Creative Minds: Using Machine Learning to Understand Genome Function
Posted on by Dr. Francis Collins
Science has always fascinated Anshul Kundaje, whether it was biology, physics, or chemistry. When he left his home country of India to pursue graduate studies in electrical engineering at Columbia University, New York, his plan was to focus on telecommunications and computer networks. But a course in computational genomics during his first semester showed him he could follow his interest in computing without giving up his love for biology.
Now an assistant professor of genetics and computer science at Stanford University, Palo Alto, CA, Kundaje has received a 2016 NIH Director’s New Innovator Award to explore not just how the human genome sequence encodes function, but also why it functions in the way that it does. Kundaje even envisions a time when it might be possible to use sophisticated computational approaches to predict the genomic basis of many human diseases.
Kundaje began studying genome function as a graduate student. He first focused on how gene activity is regulated in laboratory yeast before moving on to humans. After earning his Ph.D., he worked on the NIH-funded ENCODE Consortium, a collaborative effort to build a comprehensive parts list of functional elements in the human genome .
When that project was completed, he continued to pursue his interest in genome function through the NIH-funded Roadmap Epigenomics Project . Epigenomics refers to chemical modifications to DNA and the proteins that package DNA. It can explain how cells making up different tissues—for instance, the brain, pancreas, and liver—can function so differently despite having precisely the same DNA sequences.
Epigenomics also has important implications for the understanding of genome function in the context of human disease.
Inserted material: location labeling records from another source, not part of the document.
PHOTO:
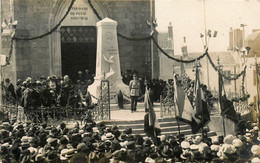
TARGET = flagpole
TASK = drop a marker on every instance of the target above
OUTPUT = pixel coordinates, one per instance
(197, 65)
(220, 83)
(175, 111)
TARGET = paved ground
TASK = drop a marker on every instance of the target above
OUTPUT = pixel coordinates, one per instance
(125, 114)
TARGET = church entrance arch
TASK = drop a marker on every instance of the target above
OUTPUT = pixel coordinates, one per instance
(73, 46)
(78, 50)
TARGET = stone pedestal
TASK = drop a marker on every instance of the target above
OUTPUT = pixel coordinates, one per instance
(107, 60)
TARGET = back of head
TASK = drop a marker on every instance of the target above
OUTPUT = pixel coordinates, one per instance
(79, 158)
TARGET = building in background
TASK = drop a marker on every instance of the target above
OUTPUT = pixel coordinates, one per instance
(166, 42)
(72, 47)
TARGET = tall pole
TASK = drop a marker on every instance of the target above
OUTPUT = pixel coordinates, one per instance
(220, 83)
(257, 90)
(0, 54)
(152, 28)
(206, 41)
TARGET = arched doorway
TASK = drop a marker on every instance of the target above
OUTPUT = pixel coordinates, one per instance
(78, 49)
(55, 42)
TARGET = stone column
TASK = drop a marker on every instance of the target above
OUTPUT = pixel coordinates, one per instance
(107, 60)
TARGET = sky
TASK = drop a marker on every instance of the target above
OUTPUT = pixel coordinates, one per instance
(187, 19)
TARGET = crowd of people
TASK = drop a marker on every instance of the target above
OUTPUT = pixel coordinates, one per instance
(95, 142)
(47, 91)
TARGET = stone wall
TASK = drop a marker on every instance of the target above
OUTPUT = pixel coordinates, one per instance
(132, 19)
(33, 58)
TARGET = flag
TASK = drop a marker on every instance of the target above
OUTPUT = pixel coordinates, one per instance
(226, 106)
(182, 103)
(152, 120)
(200, 116)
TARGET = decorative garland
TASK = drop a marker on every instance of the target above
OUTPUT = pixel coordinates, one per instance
(94, 10)
(226, 77)
(176, 59)
(128, 38)
(257, 70)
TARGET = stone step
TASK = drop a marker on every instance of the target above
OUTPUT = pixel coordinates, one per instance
(167, 125)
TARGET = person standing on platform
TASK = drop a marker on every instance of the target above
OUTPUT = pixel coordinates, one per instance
(134, 87)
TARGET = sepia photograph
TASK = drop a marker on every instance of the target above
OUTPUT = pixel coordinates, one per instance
(129, 81)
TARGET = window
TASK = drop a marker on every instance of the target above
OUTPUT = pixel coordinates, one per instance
(227, 73)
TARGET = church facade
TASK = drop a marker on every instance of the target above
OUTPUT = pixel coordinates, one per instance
(59, 37)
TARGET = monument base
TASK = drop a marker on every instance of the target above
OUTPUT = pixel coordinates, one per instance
(114, 86)
(230, 126)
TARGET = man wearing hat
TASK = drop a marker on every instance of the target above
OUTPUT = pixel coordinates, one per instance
(10, 92)
(134, 87)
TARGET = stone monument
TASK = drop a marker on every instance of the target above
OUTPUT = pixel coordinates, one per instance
(107, 60)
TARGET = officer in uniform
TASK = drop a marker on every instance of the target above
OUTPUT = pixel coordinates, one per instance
(134, 87)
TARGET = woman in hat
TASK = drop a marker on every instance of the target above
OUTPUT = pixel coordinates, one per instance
(134, 87)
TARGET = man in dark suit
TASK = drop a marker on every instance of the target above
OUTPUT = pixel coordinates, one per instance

As Kundaje has pointed out, researchers have identified long lists of genetic variations with links to one disease or another. But it’s often unclear exactly where in the body those genetic spelling differences are having their detrimental effects.
Sometimes, the answers can be unanticipated. For example, you might expect that mutations tied to Alzheimer’s disease would influence the activity of genes in the brain’s neurons. But in a study of epigenomic signals in the brains of mice and humans, Kundaje and his colleagues recently came to a different conclusion . According to their analysis, variants associated with Alzheimer’s disease that are found in the noncoding DNA (portions of the genome that don’t encode proteins) appear to alter the function of immune cells that are responsible for removing potentially damaging plaques from the brain. Their analysis revealed that Alzheimer’s disease has a strong—and potentially causal—immune component.
As another example of the disease implications of his work, Kundaje points to the gene MYC. It encodes a transcription factor with known links to cancer. But, Kundaje asks, why does the MYC protein bind certain DNA sequences in some cell types and not others? And what would happen if MYC were mutated in a particular way? Kundaje hopes one day to be able to answer such questions.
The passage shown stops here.